Un fungo capace di scatenare una resistenza a ogni trattamento farmacologico si sta pericolosamente diffondendo in giro per il mondo. Può uccidere in 90 giorni. Ma andiamo a considerare nel dettaglio cos’è la Candida auris.

Fungo resistente ai farmaci

L’allarme proviene dai Centers for Disease Control and Prevention (CDC). I casi accertati negli Stati Uniti sono già quasi 600, di cui oltre 300 sono stati diagnosticati nello Stato di New York. Per dare la misura della pericolosità di questo fungo basti ricordare un caso di questa infezione decritta dal New York Tiimes.

Mesi fa, in un ospedale newyorchese, un paziente affetto da questo fungo, fu ricoverato in isolamento in una stanza del reparto di terapia intensiva. Dopo 90 giorni l’uomo è deceduto, ma è stato necessario cambiare sia il soffitto che il pavimento perchè la Candida Auris aveva letteralmente colonizzato l’ambiente, risultando presente praticamente dappertutto.

Candida Auris: perché può essere pericoloso

Il Candida Auris è un fungo lievitoforme in grado di provocare infezioni anche mortali.
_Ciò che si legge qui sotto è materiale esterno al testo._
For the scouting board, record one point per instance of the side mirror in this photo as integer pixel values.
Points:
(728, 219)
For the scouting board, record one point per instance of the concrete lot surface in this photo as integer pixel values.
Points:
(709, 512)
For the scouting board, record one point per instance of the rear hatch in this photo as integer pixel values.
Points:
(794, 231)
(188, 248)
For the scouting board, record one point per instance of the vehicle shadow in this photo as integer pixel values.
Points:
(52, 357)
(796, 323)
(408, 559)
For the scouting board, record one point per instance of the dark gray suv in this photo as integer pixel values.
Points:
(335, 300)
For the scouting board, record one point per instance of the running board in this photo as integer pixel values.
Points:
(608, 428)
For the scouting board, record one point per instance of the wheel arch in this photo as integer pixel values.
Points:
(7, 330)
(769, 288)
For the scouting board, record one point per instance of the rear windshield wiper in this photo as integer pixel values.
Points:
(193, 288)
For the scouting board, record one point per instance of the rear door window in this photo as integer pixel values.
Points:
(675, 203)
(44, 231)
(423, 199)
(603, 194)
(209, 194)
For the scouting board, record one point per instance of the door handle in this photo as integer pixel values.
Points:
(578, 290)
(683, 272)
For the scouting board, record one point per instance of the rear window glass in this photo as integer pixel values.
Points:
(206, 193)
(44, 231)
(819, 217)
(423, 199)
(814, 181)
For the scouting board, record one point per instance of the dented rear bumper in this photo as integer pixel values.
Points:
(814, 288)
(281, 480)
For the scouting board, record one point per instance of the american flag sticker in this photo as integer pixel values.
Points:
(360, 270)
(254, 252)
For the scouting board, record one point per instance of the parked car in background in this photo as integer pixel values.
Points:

La prima descrizione risale soltanto a pochi anni fa, precisamente al 2009. Al momento il maggior numero di casi è stato registrato in Giapone, ma altri contagi si sono verificati anche in Pakistan, India, e Sudafrica.
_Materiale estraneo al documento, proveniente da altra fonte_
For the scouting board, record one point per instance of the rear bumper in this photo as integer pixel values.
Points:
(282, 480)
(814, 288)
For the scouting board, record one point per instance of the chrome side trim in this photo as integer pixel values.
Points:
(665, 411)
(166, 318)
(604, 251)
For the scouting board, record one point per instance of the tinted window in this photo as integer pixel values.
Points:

Negli Stai Uniti sono quasi 600 i casi. Questo fungo diventa pericoloso soprattutto se riesce a entrare nel circolo sanguigno. In Europa invece i casi sono 620. In particolare nel Regno Unito e Spagna si concentra il maggior numero di malati, ma il fungo ha colpito anche in Francia, Germania, Norvegia e Austria.

L’infezione fungina si manifesta con sintomi quali affaticamento, dolori muscolari, febbre. Si tratta quindi di manifestazioni confondibili con altre malattie, per cui è di difficile diagnosi. Resiste alla maggior parte dei farmaci utilizzati per combattere le infezioni micotiche: in particolare secondo i CDC più del 90% delle infezioni causate dal C. auris risultano resistenti ad almeno uno di questi farmaci. Il fungo risulta particolarmene temibile per chi ha difese immunitarie basse, anziani, pazienti diabetici e neonati.